The equine workshops are not riding programs. Rather, participants form a partnership with a horse to solve problems in a safe, trusting environment with a goal of self-discovery.
“Once people get to know a horse and build a relationship with it, they can transfer that over to life in many aspects, usually developmental assets, and character and social skills,” Mrs. Kemp said.
“The Patriot Pony Project combines history lessons, but it’s not intended to replace traditional schools. It’s an alternative to reengage students’ interest.”

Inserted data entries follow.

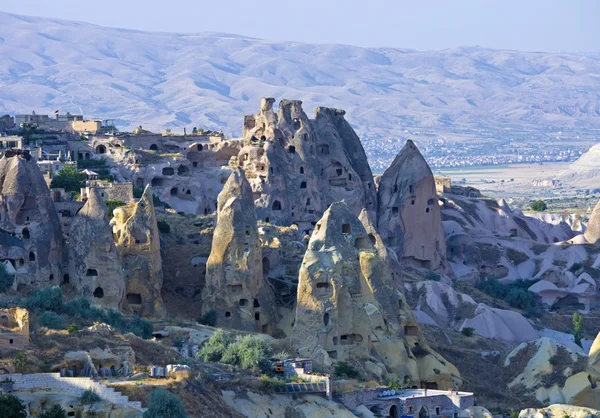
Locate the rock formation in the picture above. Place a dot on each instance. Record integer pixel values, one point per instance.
(235, 287)
(409, 218)
(300, 166)
(138, 243)
(347, 307)
(27, 211)
(592, 230)
(95, 267)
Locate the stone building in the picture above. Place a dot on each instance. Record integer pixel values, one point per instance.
(409, 218)
(138, 243)
(95, 268)
(236, 288)
(14, 328)
(349, 309)
(27, 211)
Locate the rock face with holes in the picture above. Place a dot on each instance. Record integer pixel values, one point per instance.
(592, 231)
(95, 267)
(235, 287)
(298, 166)
(349, 309)
(409, 218)
(138, 243)
(33, 243)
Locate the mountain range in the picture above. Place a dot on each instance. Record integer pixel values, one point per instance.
(171, 80)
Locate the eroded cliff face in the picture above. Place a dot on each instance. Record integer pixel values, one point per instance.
(27, 211)
(235, 287)
(95, 267)
(592, 231)
(409, 218)
(348, 308)
(138, 244)
(298, 166)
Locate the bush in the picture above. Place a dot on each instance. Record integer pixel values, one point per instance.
(164, 404)
(209, 318)
(12, 407)
(212, 351)
(69, 178)
(538, 206)
(55, 412)
(51, 320)
(6, 280)
(46, 299)
(343, 369)
(112, 205)
(89, 397)
(467, 331)
(164, 227)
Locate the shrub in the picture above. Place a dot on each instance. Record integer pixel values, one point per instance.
(69, 178)
(209, 318)
(215, 347)
(55, 412)
(164, 404)
(538, 206)
(51, 320)
(112, 205)
(12, 407)
(6, 280)
(46, 299)
(467, 331)
(343, 369)
(89, 397)
(164, 227)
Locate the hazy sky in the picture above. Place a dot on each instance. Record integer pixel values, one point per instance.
(530, 25)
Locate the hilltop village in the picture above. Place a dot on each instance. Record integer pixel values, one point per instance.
(398, 294)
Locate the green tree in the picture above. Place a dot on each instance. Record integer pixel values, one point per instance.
(538, 206)
(577, 328)
(69, 178)
(6, 280)
(164, 404)
(55, 412)
(11, 407)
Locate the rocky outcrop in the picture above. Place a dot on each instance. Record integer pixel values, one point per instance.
(298, 166)
(235, 287)
(408, 217)
(95, 268)
(348, 309)
(138, 243)
(27, 212)
(592, 230)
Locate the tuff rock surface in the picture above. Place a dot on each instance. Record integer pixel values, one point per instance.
(138, 244)
(409, 218)
(348, 309)
(95, 267)
(236, 288)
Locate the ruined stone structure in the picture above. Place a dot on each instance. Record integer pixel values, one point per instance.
(235, 287)
(14, 328)
(348, 309)
(592, 231)
(95, 267)
(300, 166)
(138, 244)
(27, 212)
(409, 218)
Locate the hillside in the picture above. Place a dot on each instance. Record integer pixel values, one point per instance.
(162, 80)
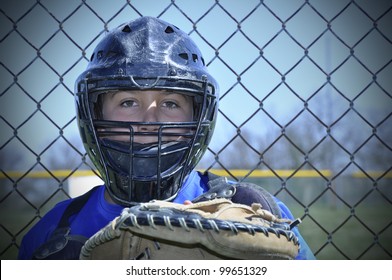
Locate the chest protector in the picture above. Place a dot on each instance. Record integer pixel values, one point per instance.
(62, 245)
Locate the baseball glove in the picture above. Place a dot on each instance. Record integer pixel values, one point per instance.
(215, 229)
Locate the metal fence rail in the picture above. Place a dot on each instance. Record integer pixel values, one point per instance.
(305, 86)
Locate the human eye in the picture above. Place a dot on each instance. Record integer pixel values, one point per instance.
(129, 103)
(170, 104)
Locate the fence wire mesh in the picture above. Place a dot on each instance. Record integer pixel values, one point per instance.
(305, 87)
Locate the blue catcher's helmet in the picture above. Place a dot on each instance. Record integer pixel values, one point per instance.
(145, 54)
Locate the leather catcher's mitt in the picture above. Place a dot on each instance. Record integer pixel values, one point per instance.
(215, 229)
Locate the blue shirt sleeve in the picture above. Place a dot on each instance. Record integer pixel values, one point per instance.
(305, 253)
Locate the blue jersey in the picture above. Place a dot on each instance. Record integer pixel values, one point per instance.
(97, 213)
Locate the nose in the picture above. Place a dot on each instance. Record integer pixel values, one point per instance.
(151, 113)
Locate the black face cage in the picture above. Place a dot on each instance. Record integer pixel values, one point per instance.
(134, 172)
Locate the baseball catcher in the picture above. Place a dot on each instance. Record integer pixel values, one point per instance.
(146, 109)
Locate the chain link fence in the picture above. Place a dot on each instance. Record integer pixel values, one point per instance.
(305, 107)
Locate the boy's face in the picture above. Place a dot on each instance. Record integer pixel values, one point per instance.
(147, 106)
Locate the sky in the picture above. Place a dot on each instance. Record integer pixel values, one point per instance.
(269, 55)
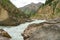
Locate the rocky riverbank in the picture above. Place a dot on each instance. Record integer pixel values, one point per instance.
(4, 35)
(49, 30)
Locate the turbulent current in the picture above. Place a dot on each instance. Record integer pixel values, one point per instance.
(15, 32)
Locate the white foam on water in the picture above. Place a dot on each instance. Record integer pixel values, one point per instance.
(15, 32)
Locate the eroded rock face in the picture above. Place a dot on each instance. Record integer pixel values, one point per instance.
(49, 30)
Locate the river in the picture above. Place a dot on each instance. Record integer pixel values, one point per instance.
(15, 32)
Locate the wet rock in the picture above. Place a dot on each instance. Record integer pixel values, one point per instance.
(4, 34)
(49, 30)
(10, 15)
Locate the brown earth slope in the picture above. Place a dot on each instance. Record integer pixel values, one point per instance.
(50, 10)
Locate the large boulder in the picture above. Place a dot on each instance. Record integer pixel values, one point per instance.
(49, 30)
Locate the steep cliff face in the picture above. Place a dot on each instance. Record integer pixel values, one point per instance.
(50, 10)
(9, 14)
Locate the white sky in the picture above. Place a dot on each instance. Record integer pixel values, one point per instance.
(21, 3)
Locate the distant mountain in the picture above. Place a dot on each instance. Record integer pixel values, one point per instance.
(30, 9)
(50, 10)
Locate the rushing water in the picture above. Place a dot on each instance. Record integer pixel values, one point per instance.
(15, 32)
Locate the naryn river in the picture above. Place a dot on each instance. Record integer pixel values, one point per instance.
(15, 32)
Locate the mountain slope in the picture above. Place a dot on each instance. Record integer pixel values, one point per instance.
(30, 9)
(50, 10)
(9, 14)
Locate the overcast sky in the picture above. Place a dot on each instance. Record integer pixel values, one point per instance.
(21, 3)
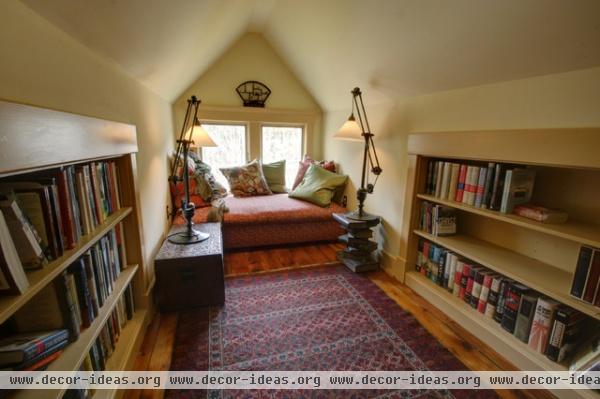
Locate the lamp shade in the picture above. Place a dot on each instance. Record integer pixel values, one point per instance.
(350, 130)
(200, 137)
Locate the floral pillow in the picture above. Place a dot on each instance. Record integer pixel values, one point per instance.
(305, 164)
(247, 180)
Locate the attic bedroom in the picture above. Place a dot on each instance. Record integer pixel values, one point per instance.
(299, 199)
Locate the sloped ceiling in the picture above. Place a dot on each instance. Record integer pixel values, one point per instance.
(390, 48)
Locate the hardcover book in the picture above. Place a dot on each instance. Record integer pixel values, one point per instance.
(460, 187)
(492, 302)
(12, 275)
(23, 347)
(584, 262)
(511, 306)
(566, 331)
(485, 291)
(489, 182)
(518, 188)
(454, 174)
(542, 322)
(591, 285)
(480, 187)
(525, 316)
(541, 214)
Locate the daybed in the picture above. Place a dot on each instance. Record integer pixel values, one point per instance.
(273, 220)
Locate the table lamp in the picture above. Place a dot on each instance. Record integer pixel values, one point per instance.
(192, 135)
(361, 131)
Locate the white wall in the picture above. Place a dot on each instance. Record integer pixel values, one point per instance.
(563, 100)
(43, 66)
(252, 58)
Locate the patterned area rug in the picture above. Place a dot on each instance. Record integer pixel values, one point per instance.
(316, 319)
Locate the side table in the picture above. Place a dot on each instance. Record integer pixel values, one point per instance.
(191, 275)
(358, 255)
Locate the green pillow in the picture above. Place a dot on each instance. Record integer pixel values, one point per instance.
(275, 175)
(318, 186)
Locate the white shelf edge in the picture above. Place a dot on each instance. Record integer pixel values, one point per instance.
(74, 354)
(561, 278)
(490, 332)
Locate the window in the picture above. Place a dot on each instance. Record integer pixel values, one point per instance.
(283, 142)
(230, 150)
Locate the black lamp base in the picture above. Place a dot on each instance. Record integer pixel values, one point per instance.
(356, 215)
(187, 237)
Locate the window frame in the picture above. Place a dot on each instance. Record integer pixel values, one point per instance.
(281, 124)
(246, 125)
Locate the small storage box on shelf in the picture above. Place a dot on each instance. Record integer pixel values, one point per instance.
(541, 256)
(34, 139)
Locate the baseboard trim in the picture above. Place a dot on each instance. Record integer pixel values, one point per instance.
(393, 265)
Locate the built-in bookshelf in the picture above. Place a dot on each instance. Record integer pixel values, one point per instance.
(36, 140)
(539, 255)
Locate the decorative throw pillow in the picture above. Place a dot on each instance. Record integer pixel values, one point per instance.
(318, 186)
(247, 180)
(207, 186)
(275, 176)
(178, 194)
(305, 163)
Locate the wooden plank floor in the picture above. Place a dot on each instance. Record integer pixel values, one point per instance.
(157, 348)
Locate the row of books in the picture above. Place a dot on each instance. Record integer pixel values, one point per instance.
(45, 213)
(546, 325)
(105, 344)
(586, 279)
(494, 186)
(437, 220)
(32, 351)
(77, 295)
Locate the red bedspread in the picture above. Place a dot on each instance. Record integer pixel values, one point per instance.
(273, 220)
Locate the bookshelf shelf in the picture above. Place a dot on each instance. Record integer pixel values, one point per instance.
(556, 282)
(101, 168)
(571, 230)
(540, 256)
(38, 279)
(481, 326)
(74, 354)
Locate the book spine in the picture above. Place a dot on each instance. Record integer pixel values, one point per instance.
(492, 301)
(74, 196)
(67, 217)
(454, 171)
(487, 190)
(591, 285)
(476, 291)
(457, 278)
(441, 268)
(581, 271)
(506, 191)
(485, 292)
(451, 270)
(446, 180)
(470, 283)
(460, 187)
(83, 294)
(480, 187)
(439, 166)
(67, 306)
(502, 293)
(468, 185)
(525, 317)
(497, 187)
(464, 280)
(540, 328)
(511, 308)
(429, 184)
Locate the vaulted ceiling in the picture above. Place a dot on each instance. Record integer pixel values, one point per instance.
(393, 48)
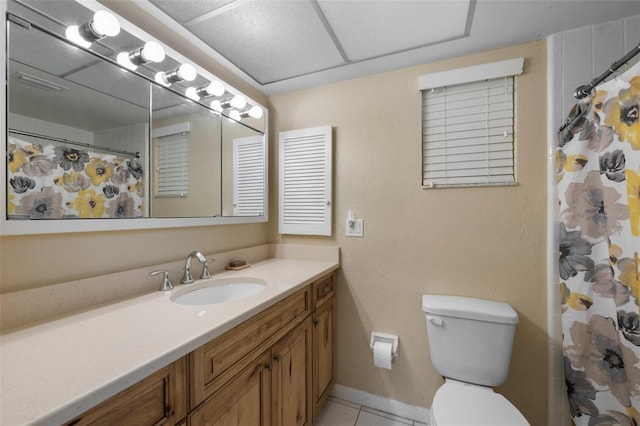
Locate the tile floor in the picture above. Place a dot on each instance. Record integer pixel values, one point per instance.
(338, 412)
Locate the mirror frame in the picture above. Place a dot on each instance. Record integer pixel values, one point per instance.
(33, 227)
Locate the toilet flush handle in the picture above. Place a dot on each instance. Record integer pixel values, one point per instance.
(435, 320)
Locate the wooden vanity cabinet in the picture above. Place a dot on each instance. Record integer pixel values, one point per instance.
(324, 340)
(274, 369)
(159, 399)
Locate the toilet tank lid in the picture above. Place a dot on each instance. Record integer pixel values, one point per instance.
(469, 308)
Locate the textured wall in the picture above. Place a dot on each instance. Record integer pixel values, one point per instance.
(484, 242)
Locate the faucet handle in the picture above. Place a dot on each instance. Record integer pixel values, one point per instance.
(205, 271)
(166, 283)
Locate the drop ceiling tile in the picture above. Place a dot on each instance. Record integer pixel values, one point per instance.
(184, 11)
(369, 29)
(270, 40)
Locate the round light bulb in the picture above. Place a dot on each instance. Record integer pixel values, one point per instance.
(152, 52)
(73, 35)
(123, 59)
(192, 93)
(215, 88)
(216, 106)
(160, 79)
(235, 114)
(238, 102)
(105, 24)
(255, 112)
(187, 72)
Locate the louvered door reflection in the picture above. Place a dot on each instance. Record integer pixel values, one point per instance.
(305, 181)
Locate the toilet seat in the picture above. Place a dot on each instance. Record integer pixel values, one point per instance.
(457, 403)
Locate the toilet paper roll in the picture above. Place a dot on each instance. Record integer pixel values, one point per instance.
(382, 355)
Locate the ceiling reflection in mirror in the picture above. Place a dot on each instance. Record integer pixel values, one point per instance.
(87, 138)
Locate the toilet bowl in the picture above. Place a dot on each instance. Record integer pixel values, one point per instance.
(470, 343)
(462, 404)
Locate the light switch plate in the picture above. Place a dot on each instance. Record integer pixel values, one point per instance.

Fulfilling Connections is starting a program with Comprehensive Holistic Assessment Rehabilitation Therapy and Education in Squirrel Hill, which serves developmentally delayed individuals. CEO Howard Dobrushin, a licensed professional counselor, brought several clients to the first Patriot Pony Project.
“It will be part of our wellness program where they can work on trust, self-confidence and image,” he said.
Mrs. Kemp has always loved horses. As a child, she asked for one every Christmas — an impractical wish for a child who lived in a “tiny” home in Brentwood, she said. So she rode at stables when she was older, and eight years ago, when she was 50, she finally got her own horses.
“I had no idea of the power of a horse and the relationship you can have with them,” she said. “Every day, they teach me something new, whether it’s about myself or something else. They are excellent messengers.”
They are also, she added, a connection in a culture that she believes has “lost touch with a sense of relationship and communication.”